1989年に新潮社から出版されている『江戸の風呂』(今野信雄)は、タイトル通り江戸時代の風呂とそれにまつわる文化をまとめた書籍です。
風呂そのものの様式の変化からお風呂での喧嘩の事例、当時の湯屋の仕事の詳細まで、面白い情報が盛り沢山。

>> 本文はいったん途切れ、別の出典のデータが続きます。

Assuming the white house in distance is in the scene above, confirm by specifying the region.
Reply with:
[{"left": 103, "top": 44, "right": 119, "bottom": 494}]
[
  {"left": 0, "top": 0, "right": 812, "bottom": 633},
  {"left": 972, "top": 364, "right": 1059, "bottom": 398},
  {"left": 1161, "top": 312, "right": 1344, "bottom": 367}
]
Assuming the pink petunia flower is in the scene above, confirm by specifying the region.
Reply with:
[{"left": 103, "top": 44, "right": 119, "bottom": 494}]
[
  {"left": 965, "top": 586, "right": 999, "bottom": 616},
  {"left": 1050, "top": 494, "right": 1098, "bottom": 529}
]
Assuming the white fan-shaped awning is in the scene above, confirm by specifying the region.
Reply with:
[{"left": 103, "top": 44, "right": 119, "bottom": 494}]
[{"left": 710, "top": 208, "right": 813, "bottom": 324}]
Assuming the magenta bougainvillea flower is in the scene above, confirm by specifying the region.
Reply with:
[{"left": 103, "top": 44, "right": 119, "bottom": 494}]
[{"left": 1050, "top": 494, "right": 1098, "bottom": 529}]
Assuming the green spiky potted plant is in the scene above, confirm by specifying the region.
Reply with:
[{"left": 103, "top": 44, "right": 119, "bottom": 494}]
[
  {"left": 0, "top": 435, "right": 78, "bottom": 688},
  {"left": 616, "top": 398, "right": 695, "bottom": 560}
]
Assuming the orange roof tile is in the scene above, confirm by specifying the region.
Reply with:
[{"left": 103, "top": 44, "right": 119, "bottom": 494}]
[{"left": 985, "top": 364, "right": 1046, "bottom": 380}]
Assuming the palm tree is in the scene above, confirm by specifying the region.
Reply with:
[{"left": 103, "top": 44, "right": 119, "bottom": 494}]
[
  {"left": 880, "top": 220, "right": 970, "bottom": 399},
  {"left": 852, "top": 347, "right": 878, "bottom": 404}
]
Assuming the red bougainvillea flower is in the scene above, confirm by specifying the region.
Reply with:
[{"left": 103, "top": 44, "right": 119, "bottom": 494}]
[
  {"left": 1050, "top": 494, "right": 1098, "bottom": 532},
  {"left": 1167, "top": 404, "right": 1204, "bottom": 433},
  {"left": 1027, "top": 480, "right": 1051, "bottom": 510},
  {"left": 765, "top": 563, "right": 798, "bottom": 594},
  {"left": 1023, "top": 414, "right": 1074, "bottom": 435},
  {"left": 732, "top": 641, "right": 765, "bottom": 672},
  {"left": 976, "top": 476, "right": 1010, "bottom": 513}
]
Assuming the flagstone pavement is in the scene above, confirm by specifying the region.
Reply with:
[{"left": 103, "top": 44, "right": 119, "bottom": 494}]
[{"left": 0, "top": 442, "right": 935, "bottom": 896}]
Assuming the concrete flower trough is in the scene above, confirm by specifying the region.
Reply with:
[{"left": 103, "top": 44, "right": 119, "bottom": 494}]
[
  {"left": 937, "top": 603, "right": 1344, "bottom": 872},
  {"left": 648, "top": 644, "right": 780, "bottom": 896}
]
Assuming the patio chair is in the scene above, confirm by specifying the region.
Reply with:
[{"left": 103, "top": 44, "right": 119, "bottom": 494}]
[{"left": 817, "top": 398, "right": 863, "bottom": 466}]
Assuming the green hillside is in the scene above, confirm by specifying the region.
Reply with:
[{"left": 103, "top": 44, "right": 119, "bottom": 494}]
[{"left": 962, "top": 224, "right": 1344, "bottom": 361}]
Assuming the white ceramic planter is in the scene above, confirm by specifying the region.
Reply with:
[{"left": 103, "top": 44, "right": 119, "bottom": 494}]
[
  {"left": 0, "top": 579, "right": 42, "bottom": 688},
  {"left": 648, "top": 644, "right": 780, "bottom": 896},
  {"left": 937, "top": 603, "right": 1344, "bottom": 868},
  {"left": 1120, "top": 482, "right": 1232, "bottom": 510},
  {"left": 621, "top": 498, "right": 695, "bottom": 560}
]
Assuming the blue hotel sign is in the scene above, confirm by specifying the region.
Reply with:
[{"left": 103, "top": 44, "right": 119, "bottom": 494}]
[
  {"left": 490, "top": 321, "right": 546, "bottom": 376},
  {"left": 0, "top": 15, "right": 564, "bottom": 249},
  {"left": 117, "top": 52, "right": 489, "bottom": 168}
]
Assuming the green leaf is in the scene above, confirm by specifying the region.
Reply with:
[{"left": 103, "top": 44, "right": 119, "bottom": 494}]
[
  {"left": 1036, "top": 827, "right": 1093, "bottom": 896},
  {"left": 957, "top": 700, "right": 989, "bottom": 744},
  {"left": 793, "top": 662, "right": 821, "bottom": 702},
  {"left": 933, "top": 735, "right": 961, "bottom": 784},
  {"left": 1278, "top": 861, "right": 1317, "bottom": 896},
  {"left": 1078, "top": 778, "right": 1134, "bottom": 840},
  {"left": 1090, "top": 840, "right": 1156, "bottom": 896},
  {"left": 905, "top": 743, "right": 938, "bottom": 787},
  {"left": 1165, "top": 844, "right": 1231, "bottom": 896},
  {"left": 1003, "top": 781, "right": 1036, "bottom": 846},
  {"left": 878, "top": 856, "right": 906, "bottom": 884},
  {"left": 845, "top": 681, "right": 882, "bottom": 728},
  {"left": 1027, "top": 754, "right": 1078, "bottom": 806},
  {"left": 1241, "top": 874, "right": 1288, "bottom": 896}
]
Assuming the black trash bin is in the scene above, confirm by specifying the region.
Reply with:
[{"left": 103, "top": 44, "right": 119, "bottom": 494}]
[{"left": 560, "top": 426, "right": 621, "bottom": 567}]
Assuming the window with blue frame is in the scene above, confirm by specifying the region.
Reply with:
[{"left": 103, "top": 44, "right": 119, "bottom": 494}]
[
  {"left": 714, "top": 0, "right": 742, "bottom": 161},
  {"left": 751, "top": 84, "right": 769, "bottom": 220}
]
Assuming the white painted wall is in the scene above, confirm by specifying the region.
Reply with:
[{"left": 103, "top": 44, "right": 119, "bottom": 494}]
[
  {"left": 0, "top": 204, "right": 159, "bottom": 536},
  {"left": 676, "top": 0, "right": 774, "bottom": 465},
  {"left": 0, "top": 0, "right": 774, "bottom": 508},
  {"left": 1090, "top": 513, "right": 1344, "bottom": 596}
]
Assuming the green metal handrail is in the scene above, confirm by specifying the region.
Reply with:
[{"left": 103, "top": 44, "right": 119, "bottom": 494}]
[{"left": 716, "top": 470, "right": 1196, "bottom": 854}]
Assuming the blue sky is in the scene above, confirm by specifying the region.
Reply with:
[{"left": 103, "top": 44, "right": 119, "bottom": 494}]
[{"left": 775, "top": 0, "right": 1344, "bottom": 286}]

中でも興味深かったのは、江戸の湯道具、いわゆるバスグッズでした。

ぬか袋や毛切り石、手ぬぐい、楊枝(楊柳の枝を房状にしたもの。歯磨きに用いたそう)などは、今でいう石鹸、かみそり、タオル、歯ブラシにあたるもの。
名前や形は違えど、用途としては現代のそれらとあまり変わらないのが面白いですね。

お風呂につかりながら歯磨きをする習慣がある人がいますが、なんとそれも江戸時代から見られる風景だったそう。「時代が変わっても、変わらないものはあるんだな……」と、なんだか感慨深い気持ちになりました。